What would happen to you in such a situation? Who would be legally able to not only manage your health and welfare, but your property and finances, your business?
Commercial LPA - a critical part of business continuity planning
If you’re a sole trader or a partner in private business, a commercial Lasting Power of Attorney is as important as your Employer’s Liability, Professional Indemnity or Key Person insurance policies.
In the event of any incapacitation due to illness or injury, there is no ‘automatic right’ granted to deal with another person’s affairs. So, despite your contingency plans or verbal agreements with a business partner or spouse, in the eyes of the law no one else has the authority to handle your business affairs.
By putting an LPA in place, you get to choose who you would like to deal with your business affairs (your attorney) should you become unable to do so.
The LPA can cover both your personal and business affairs or you can restrict it to business affairs only (a commercial LPA).
In most circumstances, your attorney (s) can do the following on your behalf:
- Buy and sell property
- Organise property insurance and repairs
- Access your bank statements
- Open and close bank accounts
- Invest your assets
- Deal with your tax affairs
What happens if I don’t have a commercial LPA?
If you found yourself in a position in which you were unable to manage your business affairs, ask yourself who would be authorised to pay you, your staff and suppliers?

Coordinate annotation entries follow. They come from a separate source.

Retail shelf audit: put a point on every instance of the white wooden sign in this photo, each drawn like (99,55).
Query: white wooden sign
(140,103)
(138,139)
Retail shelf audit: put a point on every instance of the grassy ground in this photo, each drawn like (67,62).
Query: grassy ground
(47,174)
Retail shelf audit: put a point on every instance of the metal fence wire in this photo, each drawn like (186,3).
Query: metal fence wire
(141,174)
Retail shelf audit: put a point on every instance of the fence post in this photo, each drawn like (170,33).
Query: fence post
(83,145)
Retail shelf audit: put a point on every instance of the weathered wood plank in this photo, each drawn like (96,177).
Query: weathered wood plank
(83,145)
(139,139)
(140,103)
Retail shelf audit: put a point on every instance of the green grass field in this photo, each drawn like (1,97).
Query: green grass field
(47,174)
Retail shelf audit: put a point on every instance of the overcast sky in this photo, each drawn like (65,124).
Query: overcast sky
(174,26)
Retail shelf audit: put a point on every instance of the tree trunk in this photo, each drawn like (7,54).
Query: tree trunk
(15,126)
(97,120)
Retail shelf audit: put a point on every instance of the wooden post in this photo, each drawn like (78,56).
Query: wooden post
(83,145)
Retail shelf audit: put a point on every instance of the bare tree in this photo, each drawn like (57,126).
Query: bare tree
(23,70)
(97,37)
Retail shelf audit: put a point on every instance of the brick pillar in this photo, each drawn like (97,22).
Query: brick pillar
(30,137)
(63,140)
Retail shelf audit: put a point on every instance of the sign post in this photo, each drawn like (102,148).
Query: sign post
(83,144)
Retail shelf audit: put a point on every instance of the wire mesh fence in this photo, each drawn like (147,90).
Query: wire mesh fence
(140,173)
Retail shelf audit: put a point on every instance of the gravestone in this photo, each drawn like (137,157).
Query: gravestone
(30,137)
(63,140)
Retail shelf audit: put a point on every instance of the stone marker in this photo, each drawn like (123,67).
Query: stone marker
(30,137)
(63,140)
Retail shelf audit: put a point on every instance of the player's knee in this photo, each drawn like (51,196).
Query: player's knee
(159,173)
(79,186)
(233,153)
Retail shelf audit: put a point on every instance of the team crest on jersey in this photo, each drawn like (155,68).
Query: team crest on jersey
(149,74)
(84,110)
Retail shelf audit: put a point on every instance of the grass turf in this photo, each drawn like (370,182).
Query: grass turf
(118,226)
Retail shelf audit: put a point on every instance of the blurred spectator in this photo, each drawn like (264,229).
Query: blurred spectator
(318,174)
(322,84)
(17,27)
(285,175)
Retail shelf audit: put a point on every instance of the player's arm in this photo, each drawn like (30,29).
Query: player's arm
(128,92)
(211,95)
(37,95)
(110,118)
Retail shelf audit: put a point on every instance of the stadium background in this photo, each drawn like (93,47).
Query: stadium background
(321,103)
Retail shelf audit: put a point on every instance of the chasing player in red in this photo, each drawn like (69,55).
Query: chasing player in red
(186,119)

Who could renew business-critical insurance policies? Who could agree new business contracts?
Even in the short-term, if your business cannot continue to operate as normal, the consequences are potentially devastating.
In the absence of a commercial LPA, an application would need to be made to the Court of Protection for an order to appoint someone else (a Deputy) to act on your behalf.
Not only is this process often hugely expensive, but it’s also time-consuming and protracted. And whilst the deputy order is being processed, still no-one has the legal authority to handle any of your financial affairs.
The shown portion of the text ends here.